O encerramento claustrofóbico do plano inicial de Lou (Kristen Stewart) em meio à limpeza de uma privada metonimiza a escatológica, pois medíocre, rotina à frente da gestão da academia pertencente ao quase homônimo pai (Ed Harris) — a confusão de gêneros torna interessante a leitura da presente hierarquia familiar — , com quem rompera relações há doze anos. A chegada da aspirante à fisiculturista Jaqueline “Jackie” Cleaver (Katy O’Brian) abalaria a monotonia daqueles dias logo à tensão estabelecida pelo desvelar dos reais interesses da forasteira no pronto envolvimento afetivo com a gerente. Já à abertura, Glass investe sobre certa estereotipia bifóbica concernente a uma preocupação exacerbada com a fidelidade potencial ou não do par romântico assumido bissexual e, qual prova do sentimento retroalimentado — no intento de cativar a amante, Lou Langston oferecera, além de abrigo e de fritadas matinais, esteroides, e desconfiança não se lhe realiza vocábulo adjetivador — , Jackie daria cabo de J.J. (Dave Franco), o marido agressor de Beth (Jena Malone), irmã caçula da agora parceira. O contraste da iluminação e da paleta de cores primárias empregada em distintos núcleos — basta observar o uso do amarelo e do vermelho na caracterização do ninho amoroso das protagonistas, por exemplo — tece nota assertiva das autorias de Rose G. e de Weronika Tofilska acerca das bases interrelacionais heterocisnormativas, cujo romantismo modelar, ou procriador, concerta-se sob o sacrifício das integridades laborais (físicas) e mental-emocionais de mulheres aferradas ao trabalho reprodutivo de afetos, porque não recíprocos, violentos.
A despeito de manifestações inequívocas de desamor e de ojeriza do companheiro, a personagem de Jena Malone hesita romper com o destino aprendido individual desde a infância.

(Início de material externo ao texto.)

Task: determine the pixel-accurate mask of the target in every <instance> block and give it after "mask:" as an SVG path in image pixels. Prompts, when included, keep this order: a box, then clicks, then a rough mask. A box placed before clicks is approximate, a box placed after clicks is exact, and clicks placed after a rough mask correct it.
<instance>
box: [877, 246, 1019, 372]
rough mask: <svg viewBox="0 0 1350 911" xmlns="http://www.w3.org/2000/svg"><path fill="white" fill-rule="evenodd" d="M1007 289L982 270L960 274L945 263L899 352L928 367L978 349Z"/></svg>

Em ruptura paradigmática, Lou e Jackie permitem amar-se e a outrem entre o arbítrio masculino(ista) e o sangue derramado na proteção às pessoas mais amadas, não obstante as contradições. No lugar do assassínio ou da hecatombe suicidária, ambas forjam-se agentes das próprias histórias. Exagerados, contudo, ao 3º ato, nem mesmo os elementos fantásticos inseridos à montagem e à edição sonora puderam aplacar o conjunto neo-noir da celebrável realizadora britânica.

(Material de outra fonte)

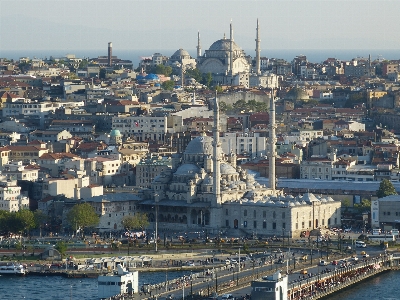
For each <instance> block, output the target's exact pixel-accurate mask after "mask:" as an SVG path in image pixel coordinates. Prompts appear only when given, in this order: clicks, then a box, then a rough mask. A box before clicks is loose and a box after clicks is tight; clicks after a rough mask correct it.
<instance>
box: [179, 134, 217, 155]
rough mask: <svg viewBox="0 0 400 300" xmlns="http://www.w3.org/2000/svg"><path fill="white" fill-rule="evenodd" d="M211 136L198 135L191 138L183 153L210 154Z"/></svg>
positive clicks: (187, 153) (193, 153) (212, 139)
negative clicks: (184, 151)
mask: <svg viewBox="0 0 400 300" xmlns="http://www.w3.org/2000/svg"><path fill="white" fill-rule="evenodd" d="M212 143H213V138H212V137H209V136H198V137H196V138H195V139H193V140H191V141H190V142H189V144H188V145H187V147H186V150H185V152H184V154H210V155H212V153H213V145H212Z"/></svg>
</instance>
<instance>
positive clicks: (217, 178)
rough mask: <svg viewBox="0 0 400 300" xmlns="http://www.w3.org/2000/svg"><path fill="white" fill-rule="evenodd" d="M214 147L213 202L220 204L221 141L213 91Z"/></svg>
mask: <svg viewBox="0 0 400 300" xmlns="http://www.w3.org/2000/svg"><path fill="white" fill-rule="evenodd" d="M213 135H214V145H213V146H214V147H213V173H214V176H213V177H214V180H213V192H214V196H215V203H216V204H217V205H218V204H221V184H220V177H221V174H220V161H219V160H220V154H221V151H220V150H221V143H220V142H219V105H218V99H217V92H215V102H214V128H213Z"/></svg>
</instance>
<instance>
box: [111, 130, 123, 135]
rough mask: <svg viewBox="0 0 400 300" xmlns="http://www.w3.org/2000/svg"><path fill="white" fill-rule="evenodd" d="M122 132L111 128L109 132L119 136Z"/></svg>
mask: <svg viewBox="0 0 400 300" xmlns="http://www.w3.org/2000/svg"><path fill="white" fill-rule="evenodd" d="M121 135H122V134H121V132H120V131H119V130H118V129H113V130H111V132H110V136H114V137H115V136H121Z"/></svg>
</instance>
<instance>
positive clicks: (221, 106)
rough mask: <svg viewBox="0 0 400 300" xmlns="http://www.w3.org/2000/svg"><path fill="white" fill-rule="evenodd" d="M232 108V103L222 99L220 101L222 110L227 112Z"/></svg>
mask: <svg viewBox="0 0 400 300" xmlns="http://www.w3.org/2000/svg"><path fill="white" fill-rule="evenodd" d="M232 109H233V108H232V105H229V104H227V103H226V102H224V101H221V102H220V103H219V110H220V111H222V112H226V111H229V110H232Z"/></svg>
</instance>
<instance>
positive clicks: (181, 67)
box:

A sobrevivência na realidade extratelas do século 21 é contingência indubitável de luta e de ativismo políticos, mas a fantasia apresenta-se seara artística disponível a um existir além-materialidades. Um dos melhores filmes do ano tem mulheridades ao centro, e tamanho protagonismo não poderá ser esvaziado.